Alcan and I talked for over 15 minutes, him only knowing a little English and me only a little Spanish. He showed me his artwork on his phone, beautifully rendered fruit still life paintings and ornately constructed 3d sculpture fountains, complete with live fish! He said he hasn’t painted in 6 months, partly due to construction work, but also just not inspired. He started telling me where I needed to work more on the painting. We exchanged phone numbers and I will let him know the next time I am painting in the area, he would like to come join.
Mike asked if I had an instagram and said he would tag me. He took a short video of me and the painting and did so, saying it was dope.
Two other younger guys took a picture and gave me a fist bump.
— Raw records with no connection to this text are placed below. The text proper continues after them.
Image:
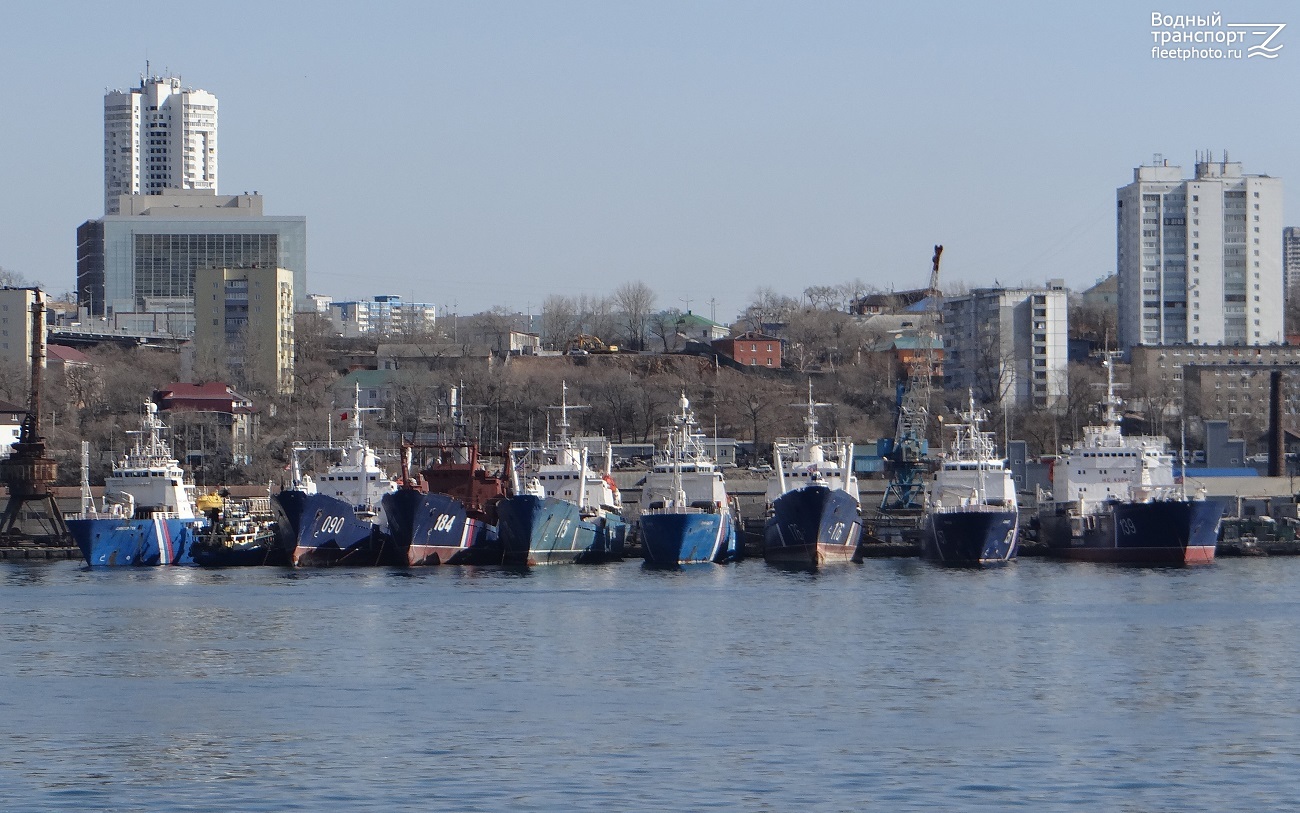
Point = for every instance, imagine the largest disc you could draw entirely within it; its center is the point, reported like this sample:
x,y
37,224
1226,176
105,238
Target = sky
x,y
490,154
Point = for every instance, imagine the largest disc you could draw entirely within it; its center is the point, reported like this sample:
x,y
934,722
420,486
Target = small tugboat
x,y
239,533
449,517
971,514
562,509
1114,498
687,515
811,500
148,514
336,518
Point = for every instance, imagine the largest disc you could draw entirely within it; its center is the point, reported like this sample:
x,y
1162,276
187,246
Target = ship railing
x,y
339,446
982,507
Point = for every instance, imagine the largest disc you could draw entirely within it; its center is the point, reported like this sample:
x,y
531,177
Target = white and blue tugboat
x,y
337,518
687,514
562,507
148,513
811,500
971,513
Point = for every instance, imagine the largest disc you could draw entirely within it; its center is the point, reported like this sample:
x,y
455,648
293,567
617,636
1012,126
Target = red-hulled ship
x,y
450,517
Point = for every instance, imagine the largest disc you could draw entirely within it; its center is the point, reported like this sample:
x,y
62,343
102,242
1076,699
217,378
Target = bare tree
x,y
560,320
635,299
12,279
767,307
664,327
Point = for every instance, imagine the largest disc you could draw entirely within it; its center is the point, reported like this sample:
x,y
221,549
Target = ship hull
x,y
679,539
970,539
811,527
438,530
1158,532
135,543
547,531
321,531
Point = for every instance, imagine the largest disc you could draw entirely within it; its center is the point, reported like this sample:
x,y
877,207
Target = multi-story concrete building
x,y
137,268
245,321
1009,345
1291,259
159,137
1200,259
1217,381
385,315
16,316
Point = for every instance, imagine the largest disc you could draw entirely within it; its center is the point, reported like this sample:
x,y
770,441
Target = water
x,y
889,686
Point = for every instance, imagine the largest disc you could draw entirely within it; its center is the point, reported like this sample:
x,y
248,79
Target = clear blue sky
x,y
479,154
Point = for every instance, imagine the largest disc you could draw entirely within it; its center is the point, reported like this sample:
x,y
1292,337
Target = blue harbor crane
x,y
908,455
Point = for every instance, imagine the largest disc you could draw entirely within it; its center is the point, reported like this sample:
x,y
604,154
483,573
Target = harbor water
x,y
888,686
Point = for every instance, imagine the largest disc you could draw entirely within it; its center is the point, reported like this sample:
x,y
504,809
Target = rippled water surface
x,y
889,686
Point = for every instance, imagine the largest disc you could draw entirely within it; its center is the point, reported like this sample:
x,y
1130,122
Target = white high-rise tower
x,y
1200,259
159,137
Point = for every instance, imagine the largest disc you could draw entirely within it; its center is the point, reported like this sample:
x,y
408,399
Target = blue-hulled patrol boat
x,y
336,518
1114,498
687,514
811,500
563,509
971,511
148,514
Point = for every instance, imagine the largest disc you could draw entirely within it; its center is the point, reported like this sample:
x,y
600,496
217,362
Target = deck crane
x,y
908,459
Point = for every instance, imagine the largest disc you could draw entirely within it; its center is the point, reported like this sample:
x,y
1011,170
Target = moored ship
x,y
148,514
562,509
971,511
239,533
688,515
811,500
449,518
1114,498
336,518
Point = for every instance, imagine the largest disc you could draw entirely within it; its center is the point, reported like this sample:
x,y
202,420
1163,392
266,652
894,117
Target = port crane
x,y
908,457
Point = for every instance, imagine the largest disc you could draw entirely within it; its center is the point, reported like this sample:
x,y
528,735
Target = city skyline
x,y
493,154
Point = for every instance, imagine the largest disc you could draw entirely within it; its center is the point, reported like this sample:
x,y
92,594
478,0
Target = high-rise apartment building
x,y
1291,260
159,137
385,315
1200,259
243,320
1010,346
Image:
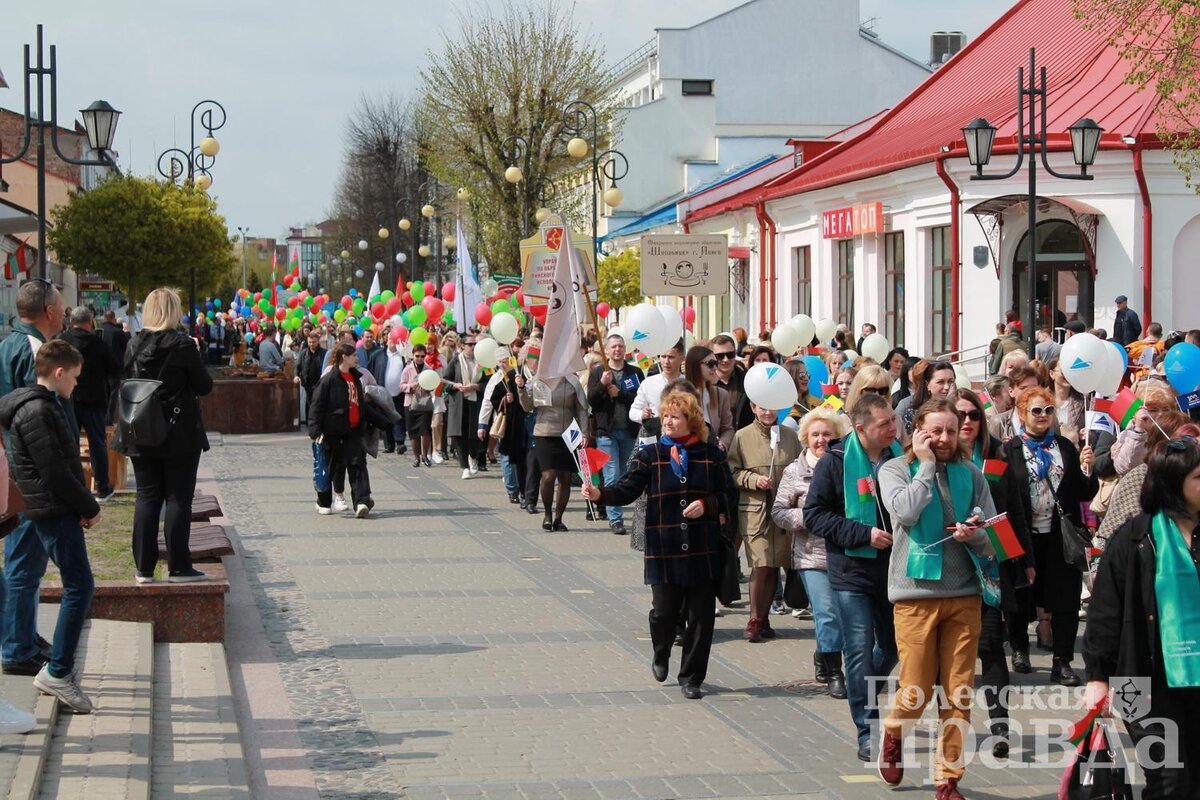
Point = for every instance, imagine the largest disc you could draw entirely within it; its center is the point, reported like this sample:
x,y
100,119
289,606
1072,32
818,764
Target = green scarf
x,y
859,493
1177,590
927,564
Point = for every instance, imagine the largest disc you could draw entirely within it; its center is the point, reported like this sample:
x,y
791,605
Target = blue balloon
x,y
1182,367
819,374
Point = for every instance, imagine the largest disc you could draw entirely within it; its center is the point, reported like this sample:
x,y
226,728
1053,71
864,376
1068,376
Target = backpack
x,y
142,417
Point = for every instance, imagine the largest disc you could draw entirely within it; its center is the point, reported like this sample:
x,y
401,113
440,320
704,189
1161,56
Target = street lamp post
x,y
197,161
1085,140
99,120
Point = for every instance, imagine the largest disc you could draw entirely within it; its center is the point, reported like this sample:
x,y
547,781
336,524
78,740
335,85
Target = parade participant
x,y
817,429
684,480
1056,479
843,507
557,402
1143,618
339,422
934,585
612,389
757,458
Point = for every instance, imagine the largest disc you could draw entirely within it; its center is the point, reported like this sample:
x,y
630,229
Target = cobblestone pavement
x,y
449,648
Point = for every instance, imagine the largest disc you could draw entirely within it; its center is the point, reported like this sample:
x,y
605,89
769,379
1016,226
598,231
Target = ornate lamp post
x,y
1085,140
99,120
197,161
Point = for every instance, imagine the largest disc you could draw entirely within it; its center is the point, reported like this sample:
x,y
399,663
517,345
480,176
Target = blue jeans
x,y
24,566
825,609
618,445
869,650
63,540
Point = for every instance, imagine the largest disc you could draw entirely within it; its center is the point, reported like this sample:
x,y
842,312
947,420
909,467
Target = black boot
x,y
837,678
822,666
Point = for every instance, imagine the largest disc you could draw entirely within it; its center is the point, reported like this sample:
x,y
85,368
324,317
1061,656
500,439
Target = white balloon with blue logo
x,y
771,386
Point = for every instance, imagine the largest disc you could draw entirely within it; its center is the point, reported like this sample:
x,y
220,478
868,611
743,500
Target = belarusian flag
x,y
1002,537
994,468
1123,407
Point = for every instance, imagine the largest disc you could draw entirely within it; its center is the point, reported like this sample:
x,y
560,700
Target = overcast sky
x,y
288,73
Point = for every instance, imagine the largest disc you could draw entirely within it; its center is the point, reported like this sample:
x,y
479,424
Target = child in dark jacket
x,y
45,457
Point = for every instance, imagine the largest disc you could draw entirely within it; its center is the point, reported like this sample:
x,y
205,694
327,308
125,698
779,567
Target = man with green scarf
x,y
844,509
936,497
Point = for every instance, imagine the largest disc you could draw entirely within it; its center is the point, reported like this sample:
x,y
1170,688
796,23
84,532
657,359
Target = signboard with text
x,y
853,221
685,264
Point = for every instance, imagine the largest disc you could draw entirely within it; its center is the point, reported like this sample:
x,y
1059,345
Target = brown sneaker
x,y
948,791
891,763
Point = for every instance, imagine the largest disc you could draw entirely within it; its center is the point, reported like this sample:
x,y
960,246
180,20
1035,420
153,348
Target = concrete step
x,y
197,749
107,753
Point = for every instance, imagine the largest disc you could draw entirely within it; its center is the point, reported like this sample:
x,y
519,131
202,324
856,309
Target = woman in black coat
x,y
167,473
337,420
1047,465
685,481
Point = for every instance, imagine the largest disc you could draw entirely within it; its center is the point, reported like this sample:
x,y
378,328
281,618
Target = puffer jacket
x,y
808,551
45,455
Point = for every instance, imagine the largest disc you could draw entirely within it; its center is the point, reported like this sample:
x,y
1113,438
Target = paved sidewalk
x,y
449,648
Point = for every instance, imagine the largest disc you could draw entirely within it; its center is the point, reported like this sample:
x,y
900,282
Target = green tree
x,y
141,234
508,72
1161,41
619,280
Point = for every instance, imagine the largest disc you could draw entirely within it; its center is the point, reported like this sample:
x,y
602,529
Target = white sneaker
x,y
65,689
13,720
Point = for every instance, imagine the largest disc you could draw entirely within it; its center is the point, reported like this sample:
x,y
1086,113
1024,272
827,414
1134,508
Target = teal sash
x,y
861,506
1177,589
925,557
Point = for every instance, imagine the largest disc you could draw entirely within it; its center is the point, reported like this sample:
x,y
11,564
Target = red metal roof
x,y
1085,77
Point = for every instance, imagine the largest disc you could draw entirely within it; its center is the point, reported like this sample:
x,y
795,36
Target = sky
x,y
289,73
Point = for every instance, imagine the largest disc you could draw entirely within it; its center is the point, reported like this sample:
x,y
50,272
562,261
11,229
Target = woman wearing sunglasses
x,y
1015,575
1057,479
1144,615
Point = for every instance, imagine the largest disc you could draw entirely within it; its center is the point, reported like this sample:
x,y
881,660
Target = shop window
x,y
845,300
802,268
940,271
893,288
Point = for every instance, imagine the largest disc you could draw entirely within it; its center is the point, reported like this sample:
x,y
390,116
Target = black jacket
x,y
612,413
172,358
100,367
45,455
825,515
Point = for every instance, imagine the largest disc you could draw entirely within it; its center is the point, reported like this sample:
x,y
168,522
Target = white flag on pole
x,y
561,354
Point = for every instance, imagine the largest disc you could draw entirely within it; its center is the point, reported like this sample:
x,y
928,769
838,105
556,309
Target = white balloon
x,y
672,324
646,329
876,347
487,353
826,329
785,340
504,328
1084,362
771,386
429,379
805,328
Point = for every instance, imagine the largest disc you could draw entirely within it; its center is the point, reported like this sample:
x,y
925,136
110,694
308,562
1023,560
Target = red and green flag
x,y
1002,537
994,469
1123,407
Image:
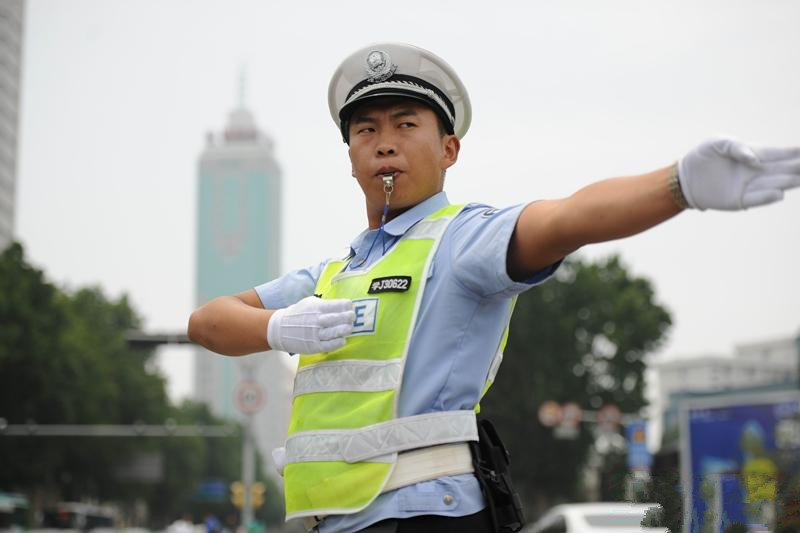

Just as I was finishing up for the day, a couple and their dog approached to ask if they could see the painting. They had been watching from their apartment window while I was painting and saw I was about to leave. They have lived in this apartment for the past ten years, saw the mall being built, and are now looking to buy a house, perhaps in Philadelphia. We talked about the Tibbetts Daylighting project and the petition they eagerly said they would sign. They joked that the TJ Maxx sign can light up their living room at night. I had stumbled into painting their view and they asked if it was for sale. One quick Venmo transaction later, I signed the watercolor painting and handed it to them as they talked about where it might hang. He gave me his card for his therapy practice in case I knew anyone looking.
I headed back home, feeling newly integrated into this landscape myself.
I’m realizing this is not necessarily about advocacy for Tibbetts Brook, this is plein air painting as an expression of the land and the daylighting idea around the land, expanding outward like a branch, to see how it may unfold. Inviting this dormant land back into minds.